Тероян включил мотор, вырулил на трассу. Прошло минут двадцать, прежде чем девушка, озабоченно оглядываясь, повторила свой вопрос:
– Куда мы едем?
– Домой, - точно так же, как и тогда, ответил он. Наверное, многолетняя привычка разговаривать с больными, ранеными особым тоном придавала его голосу спокойную уверенность. Ему было не впервые принимать решения за тех, кто лежал на операционном столе или в походной палатке под разрывами снарядов.
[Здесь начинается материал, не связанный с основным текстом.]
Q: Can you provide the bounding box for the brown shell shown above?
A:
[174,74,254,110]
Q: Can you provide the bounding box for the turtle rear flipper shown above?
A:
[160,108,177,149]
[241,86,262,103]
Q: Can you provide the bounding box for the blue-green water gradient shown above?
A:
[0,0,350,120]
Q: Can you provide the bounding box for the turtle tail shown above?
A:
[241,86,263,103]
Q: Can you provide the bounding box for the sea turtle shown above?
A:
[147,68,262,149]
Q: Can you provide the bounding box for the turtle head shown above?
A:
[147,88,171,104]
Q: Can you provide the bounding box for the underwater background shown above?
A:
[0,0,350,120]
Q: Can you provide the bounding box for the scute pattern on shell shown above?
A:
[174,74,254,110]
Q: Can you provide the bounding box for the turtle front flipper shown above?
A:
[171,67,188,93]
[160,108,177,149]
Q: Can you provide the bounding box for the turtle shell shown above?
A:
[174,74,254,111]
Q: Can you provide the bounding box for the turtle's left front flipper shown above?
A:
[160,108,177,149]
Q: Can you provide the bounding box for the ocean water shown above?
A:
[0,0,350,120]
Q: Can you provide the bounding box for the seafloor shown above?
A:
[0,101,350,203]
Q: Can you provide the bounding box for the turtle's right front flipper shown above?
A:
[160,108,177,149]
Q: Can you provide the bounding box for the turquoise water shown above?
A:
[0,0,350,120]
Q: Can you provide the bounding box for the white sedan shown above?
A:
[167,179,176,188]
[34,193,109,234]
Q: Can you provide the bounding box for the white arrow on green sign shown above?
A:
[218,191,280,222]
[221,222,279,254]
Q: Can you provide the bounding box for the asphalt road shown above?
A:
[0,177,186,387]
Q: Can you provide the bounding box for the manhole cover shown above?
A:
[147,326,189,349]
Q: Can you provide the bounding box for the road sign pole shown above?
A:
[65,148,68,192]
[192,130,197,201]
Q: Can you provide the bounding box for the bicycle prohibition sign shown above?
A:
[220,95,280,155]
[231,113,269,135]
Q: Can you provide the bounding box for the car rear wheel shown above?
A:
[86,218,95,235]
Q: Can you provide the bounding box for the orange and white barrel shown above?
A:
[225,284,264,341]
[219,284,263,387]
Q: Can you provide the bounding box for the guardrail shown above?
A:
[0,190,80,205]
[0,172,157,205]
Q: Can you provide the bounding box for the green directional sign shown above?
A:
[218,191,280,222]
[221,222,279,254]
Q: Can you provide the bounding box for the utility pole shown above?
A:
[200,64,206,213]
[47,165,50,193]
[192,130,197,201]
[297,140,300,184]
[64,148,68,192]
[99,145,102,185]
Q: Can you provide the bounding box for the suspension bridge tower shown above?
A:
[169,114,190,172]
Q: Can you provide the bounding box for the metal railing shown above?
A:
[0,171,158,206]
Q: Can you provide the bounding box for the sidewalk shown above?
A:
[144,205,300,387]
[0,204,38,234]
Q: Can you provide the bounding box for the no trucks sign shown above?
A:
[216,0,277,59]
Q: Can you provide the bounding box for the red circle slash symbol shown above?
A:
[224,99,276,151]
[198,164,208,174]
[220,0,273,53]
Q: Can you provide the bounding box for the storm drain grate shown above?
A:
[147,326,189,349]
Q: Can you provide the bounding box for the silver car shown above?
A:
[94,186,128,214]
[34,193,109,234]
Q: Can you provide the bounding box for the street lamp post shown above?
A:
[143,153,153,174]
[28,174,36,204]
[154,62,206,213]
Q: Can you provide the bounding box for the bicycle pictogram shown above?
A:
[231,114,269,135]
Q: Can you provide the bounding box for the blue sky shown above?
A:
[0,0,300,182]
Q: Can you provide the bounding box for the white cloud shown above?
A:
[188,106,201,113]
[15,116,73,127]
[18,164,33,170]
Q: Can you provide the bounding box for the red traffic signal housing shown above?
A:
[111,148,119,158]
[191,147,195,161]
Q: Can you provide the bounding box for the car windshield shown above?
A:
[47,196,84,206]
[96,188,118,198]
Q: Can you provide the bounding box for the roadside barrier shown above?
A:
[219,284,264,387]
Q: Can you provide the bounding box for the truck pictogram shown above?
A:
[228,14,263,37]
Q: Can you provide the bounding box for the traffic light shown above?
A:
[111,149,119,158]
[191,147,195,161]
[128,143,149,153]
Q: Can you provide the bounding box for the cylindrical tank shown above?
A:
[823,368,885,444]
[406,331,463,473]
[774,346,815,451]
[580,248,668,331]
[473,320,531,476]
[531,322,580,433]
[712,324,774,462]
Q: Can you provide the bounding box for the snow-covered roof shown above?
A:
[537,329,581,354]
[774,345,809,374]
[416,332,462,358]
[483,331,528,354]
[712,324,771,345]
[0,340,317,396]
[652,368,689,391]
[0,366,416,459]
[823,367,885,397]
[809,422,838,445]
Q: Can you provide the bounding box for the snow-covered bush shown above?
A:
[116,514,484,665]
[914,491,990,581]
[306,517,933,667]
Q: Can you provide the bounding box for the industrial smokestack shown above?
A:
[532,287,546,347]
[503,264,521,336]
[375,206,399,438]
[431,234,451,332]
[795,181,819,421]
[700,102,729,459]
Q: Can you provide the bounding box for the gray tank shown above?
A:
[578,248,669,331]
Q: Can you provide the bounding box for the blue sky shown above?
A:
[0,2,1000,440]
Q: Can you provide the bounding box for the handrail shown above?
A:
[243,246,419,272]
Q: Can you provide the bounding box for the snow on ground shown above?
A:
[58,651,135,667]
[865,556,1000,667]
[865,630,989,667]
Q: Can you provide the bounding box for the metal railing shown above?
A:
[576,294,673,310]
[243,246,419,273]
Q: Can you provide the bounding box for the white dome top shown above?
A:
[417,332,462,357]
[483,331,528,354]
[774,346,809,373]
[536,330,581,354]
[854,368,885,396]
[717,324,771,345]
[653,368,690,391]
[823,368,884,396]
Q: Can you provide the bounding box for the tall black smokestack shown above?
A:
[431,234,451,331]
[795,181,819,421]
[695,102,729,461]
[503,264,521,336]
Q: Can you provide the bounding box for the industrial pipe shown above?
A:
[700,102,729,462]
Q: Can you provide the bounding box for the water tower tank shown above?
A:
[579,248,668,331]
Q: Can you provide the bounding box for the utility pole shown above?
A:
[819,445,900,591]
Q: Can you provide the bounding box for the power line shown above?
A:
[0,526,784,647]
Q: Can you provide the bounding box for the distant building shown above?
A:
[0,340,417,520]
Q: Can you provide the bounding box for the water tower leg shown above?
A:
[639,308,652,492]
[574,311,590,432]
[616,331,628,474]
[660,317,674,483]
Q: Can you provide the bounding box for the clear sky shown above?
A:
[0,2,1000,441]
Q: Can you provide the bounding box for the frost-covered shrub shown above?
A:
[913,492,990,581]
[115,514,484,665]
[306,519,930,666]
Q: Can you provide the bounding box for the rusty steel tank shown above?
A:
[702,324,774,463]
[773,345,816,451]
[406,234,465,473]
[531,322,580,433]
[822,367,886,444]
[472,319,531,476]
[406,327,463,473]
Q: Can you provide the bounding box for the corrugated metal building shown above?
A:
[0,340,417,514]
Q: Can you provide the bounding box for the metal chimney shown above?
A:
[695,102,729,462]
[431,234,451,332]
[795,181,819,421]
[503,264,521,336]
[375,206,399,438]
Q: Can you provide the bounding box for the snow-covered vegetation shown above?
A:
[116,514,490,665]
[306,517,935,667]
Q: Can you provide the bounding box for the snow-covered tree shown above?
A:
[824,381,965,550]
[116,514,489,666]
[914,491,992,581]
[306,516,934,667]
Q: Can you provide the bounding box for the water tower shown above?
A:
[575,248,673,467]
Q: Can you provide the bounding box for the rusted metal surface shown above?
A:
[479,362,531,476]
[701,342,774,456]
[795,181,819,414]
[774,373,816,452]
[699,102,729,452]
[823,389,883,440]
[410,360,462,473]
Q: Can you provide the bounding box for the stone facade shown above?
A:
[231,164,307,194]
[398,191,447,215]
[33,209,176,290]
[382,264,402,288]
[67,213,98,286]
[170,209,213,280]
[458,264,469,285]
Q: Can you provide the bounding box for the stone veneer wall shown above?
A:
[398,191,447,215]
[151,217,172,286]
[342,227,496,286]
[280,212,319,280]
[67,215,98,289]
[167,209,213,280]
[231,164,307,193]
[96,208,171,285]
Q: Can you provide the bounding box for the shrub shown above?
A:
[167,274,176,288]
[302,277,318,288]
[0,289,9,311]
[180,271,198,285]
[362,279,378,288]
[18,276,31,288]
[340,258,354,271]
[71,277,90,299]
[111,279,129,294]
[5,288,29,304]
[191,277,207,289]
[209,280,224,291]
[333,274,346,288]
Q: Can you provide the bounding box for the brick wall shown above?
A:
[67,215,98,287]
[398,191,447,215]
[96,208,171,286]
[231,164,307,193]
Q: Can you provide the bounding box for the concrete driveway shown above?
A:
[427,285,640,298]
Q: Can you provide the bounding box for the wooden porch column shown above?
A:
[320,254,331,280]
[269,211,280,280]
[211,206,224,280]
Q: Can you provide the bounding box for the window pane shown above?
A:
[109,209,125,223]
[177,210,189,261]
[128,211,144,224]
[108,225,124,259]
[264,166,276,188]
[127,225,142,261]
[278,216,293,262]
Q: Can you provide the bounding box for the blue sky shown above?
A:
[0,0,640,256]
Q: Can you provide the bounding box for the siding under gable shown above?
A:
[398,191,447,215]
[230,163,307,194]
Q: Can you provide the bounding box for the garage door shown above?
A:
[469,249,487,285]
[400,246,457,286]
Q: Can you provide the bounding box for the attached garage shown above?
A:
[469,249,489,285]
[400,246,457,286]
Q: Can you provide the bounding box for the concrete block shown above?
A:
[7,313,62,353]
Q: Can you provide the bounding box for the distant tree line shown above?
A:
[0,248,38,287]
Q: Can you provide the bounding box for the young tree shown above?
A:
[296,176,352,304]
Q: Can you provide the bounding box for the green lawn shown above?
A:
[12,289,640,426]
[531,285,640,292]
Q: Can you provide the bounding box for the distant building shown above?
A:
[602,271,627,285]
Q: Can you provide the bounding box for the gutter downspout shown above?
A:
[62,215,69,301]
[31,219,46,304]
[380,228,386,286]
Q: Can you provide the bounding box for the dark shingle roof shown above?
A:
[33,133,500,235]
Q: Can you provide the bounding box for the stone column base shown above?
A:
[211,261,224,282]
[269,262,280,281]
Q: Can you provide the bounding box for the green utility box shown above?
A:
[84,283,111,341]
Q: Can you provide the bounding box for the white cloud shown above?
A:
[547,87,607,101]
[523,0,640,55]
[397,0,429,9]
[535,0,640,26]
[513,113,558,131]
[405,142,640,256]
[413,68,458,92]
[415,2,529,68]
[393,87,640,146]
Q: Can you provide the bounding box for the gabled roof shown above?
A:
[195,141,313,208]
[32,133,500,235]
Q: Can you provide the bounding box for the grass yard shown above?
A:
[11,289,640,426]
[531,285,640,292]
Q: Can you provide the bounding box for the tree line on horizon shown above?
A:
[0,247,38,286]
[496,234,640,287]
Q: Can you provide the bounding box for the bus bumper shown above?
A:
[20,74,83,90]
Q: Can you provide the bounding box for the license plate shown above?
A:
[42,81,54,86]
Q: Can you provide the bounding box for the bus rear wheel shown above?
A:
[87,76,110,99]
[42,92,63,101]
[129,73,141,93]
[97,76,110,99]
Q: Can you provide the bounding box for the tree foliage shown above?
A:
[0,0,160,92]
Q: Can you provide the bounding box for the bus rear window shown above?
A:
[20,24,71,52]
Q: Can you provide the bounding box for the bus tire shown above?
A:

И он не спрашивал у них разрешения или совета - как поступить? Удалять конечность или подождать, когда начнется сепсис? Извлечь из брюшной полости пулю или пусть носит ее в себе дальше, как сувенир?.. И его тон подействовал на девушку. Напряжение вновь покинуло ее, она расслабилась, даже чуть улыбнулась. Вскоре они свернули на улицу Цандера, оставив позади жало Останкинской телебашни, въехали через арку во двор и остановились возле подъезда. Тероян сделал приглашающий жест рукой.
– Все. Будем выходить, - сказал он. Запирая дверцы "Жигулей", он заметил черную сумочку, оставленную на сиденье. Девушка вновь позабыла про нее. Да и ее ли она была, эта потертая, безвкусная, так не гармонировавшая с изысканным вечерним платьем вещица? Тероян не стал доставать ее из машины и повел девушку к дому. В подъезде он по привычке открыл почтовый ящик, хотя никакой прессы не выписывал и писем не ждал. Но сегодня в нем лежала брошенная кем-то газета. В лифте, поднимаясь на шестой этаж, он мимоходом взглянул на первую полосу. Газета оказалась молодежной, в которой любили смаковать не только обнаженные гениталии, но и всякие садо-мазохистские штучки. В глаза бросилась фотография мальчика, чей рот был разрезан по щекам почти до ушных раковин, а глаза - пусты и безумны. И подпись: "На фабрике маньяка-Квазимодо". Странная мысль мелькнула в голове Терояна, когда он посмотрел на девушку. Он не стал выбрасывать молодежный листок, хотя первоначально хотел засунуть его за приборный щиток в лифте. Так и держа "гадость" в руке, он открыл дверь в квартиру и пропустил вперед девушку.
У него всегда был холостяцкий порядок, впрочем, сейчас его менее всего заботила пыль под плинтусом, поскольку сегодняшний гость был необычным. Да, собственно, и не гость вовсе. Вот те, кто придет вечером, - иное дело. Тероян не забыл, что первая пятница июля - это его день, значит, здесь, в его квартире соберутся четыре старых преферансиста, знакомых еще со школьной скамьи. И традицию эту они нарушали крайне редко. Только если случались какие-нибудь чрезвычайные обстоятельства, а у каждого из них они, конечно, могли найтись, и в немалом количестве. Поскольку Олег Карпатов пошел по милицейской дорожке, Владислав Шелешев - по криминальной, Георгий Юнгов - по журналистской и Тим Тероян - по военно-медицинской.